Berlinale filmmakers make creative leaps over location obstacles
Berlinale filmmakers make creative leaps over location obstacles / Photo: RALF HIRSCHBERGER - AFP

Berlinale filmmakers make creative leaps over location obstacles

As ever the Berlin Film Festival is offering viewers a window into stories from across the world -- but what to do when filmmakers face obstacles in working in the countries that their stories come from?

Text size:

At this year's edition of the festival several productions have found creative solutions to the problem.

On Thursday the festival opened with a rare offering from Afghan cinema: "No Good Men", the third feature-length film from director Shahrbanoo Sadat.

It tells the story of a young reporter working in Kabul -- played by Sadat herself -- rethinking her scepticism towards men when she strikes up a relationship with a male co-worker.

Sadat, who herself has been living in Germany since Taliban authorities retook power in 2021, said that trawling through locations outside Afghanistan was something she had been used to for a long time.

For No Good Men, she considered Tajikistan, Jordan and Greece to stand in for Afghanistan.

However, Jordan fell through when insurers were spooked by the war in Gaza, with Sadat recalling that "all the work I did went to waste" after location scouting.

The plan to shoot in Greece was scuppered by a lack of funding.

"I know that all the filmmakers, including myself, we are running to Middle East for any stories about Afghanistan," Sadat told AFP.

However, she made her peace with having a setting that wasn't as physically similar to Kabul.

"It's a fiction film. It's not documentary," she said.

Sadat told herself that: "I can definitely create it".

- 'Fierce desire' -

Faced with the alternative of the film not getting made, she embraced the "challenge" of filming in northern Germany, featuring many actors from Germany's large Afghan diaspora.

The film's depiction of the desparate crush at Kabul airport of people escaping approaching Taliban forces made use of a disused German prison.

"It was rainy Berlin and we wanted sunny Kabul," Sadat recalled.

But the weather played ball on the day of shooting: "It was a beautiful sunny day."

Lebanese director Danielle Arbid faced a similar dilemma with her film "Only Rebels Win", which is being shown in the festival's Panorama section, and is set in her hometown of Beirut.

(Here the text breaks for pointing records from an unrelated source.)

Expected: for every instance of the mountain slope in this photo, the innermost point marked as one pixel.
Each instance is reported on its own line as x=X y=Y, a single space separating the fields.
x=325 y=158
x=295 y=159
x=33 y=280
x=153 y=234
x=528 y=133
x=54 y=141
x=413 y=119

As she was preparing to shoot the film in Beirut in late 2024 with French-Palestinian actress Hiam Abbass, known for work including her role in the hit HBO series Succession, the Israeli army began a campaign of bombardments in Lebanon.

"The producers were asking: 'Could we do it in Marseille or Montreuil?'," Arbid told AFP.

"I said: 'No, we'll have to do it in a studio.'"

The film, which tells the story of an unlikely love story between an older Palestinian Christian woman and a South Sudanese immigrant 40 years her junior, was made in a studio in Saint Denis in the Paris suburbs with "600,000 euros and two walls" said Arbid.

To bring Beirut to Paris, she hired a team in the Lebanese capital to shoot street scenes which were then filled in behind the characters in post-production.

Showing the city at a time when it was being heavily bombarded "for me came from a place of anger, a fierce desire" to show Beirut's resilience.

- Artistic choice -

German director Ilker Catak's film "Yellow Letters", which is in official competition, also indulges in some location-switching, but for a slightly different reason.

His film, about a Turkish director and his actor wife suddenly barred from working because of their political opinions, was shot entirely in Germany.

Berlin takes on the role of Ankara with Hamburg becoming Istanbul.

While producers were confident the film could have been shot in Turkey despite the sensitive subject matter, Germany was chosen to illustrate the fact that threats to artistic freedom are universal.

"We do have to deal with this topic already because there are certain things and certain developments in Germany where we have to be really careful," Catak told a press conference on Friday.

"Democracy and freedom of speech needs to be defended every day," he said.

"They can be taken away again any time here in Germany, but also in the west -- the west is by no means any better than any other place in the world."